Chomolungma (Karytsi 10, Syntagma) is the one and only Tibetan eatery in Athens right now, and although its menu is still quite small, the food there already has a small following. Try the crunchy cheese balls with tomato chutney, momos (dumplings) with their accompanying sauces like curry, pepper chutney, mango chutney and chili mayonnaise, lotus root chips with matcha tea sauce and tangste salad with pickled coleslaw.
Pink Flamingo (Skoufou2-4) is a dinky, two-storey place with a giant neon pink flamingo at its exterior that serves dimssum, dumplings and particularly delicious bao buns. In cooler months you might find a soup of the day too. At Mr. Pug’s Canteen (Katsoulieri 6, Halandri) the menu is simple yet gratifyingly yummy, with a wide selection of bao buns with different fillings, such as crispy cod, duck, beef burger, pork and dragon air (spiced minced beef, chili, kimchi and fried garlic). Oddly, the dessert is Mexican churros. At Street Wok (Panormou 115) you choose the base of your choice (different types of noodles or rice) and then add your choice of vegetables, meats and condiments like bean sprouts, pineapple, herbs, peanuts. The third and final step is selecting your sauce of choice (hot Szechuan, coconut curry, sweet chilli etc). Simple, fast and tasty.
Grexico (Fokionos 4, Syntagma) serves up freshly made burritos, quesadillas, tacos with dressings and salads. More of a restaurant than street food joint, but with excellent take-out options, is Taqueria Maya (Petraki 10), a self-service place serving a variety of burritos, quesadillas, tacos and salads as well as takeout margaritas.

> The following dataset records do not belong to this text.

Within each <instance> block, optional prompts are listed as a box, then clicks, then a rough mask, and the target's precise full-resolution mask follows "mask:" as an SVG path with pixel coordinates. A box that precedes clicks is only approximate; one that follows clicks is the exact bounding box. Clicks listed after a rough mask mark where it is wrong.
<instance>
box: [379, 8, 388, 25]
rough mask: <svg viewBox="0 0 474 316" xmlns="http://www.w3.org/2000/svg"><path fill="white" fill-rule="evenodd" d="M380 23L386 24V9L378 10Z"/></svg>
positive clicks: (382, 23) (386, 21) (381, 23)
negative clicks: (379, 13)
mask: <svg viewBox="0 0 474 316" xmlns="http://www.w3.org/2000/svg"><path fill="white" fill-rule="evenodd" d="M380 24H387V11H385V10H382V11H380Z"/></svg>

For freshly made, fluffy and crisp piroshki pies stuffed with minced meat or potato, visit Gadaychuk Mariya (Acharnon 140). Also popular, and with much more variety of homemade piroshki is Kalina Malinka (Solonos & Mavromihali, Exarcheia and on Stadiou 27, Syntagma). Here you’ll find fried or baked piroshki with fillings such as spring onion and egg, beef mince, feta cheese, chicken and mushroom or sausage and gouda cheese, as well as authentic, handmade Russian salad and crunchy tsebourek. And then there are the desserts, like baked fluffy rolls and sugared cinnamon rolls.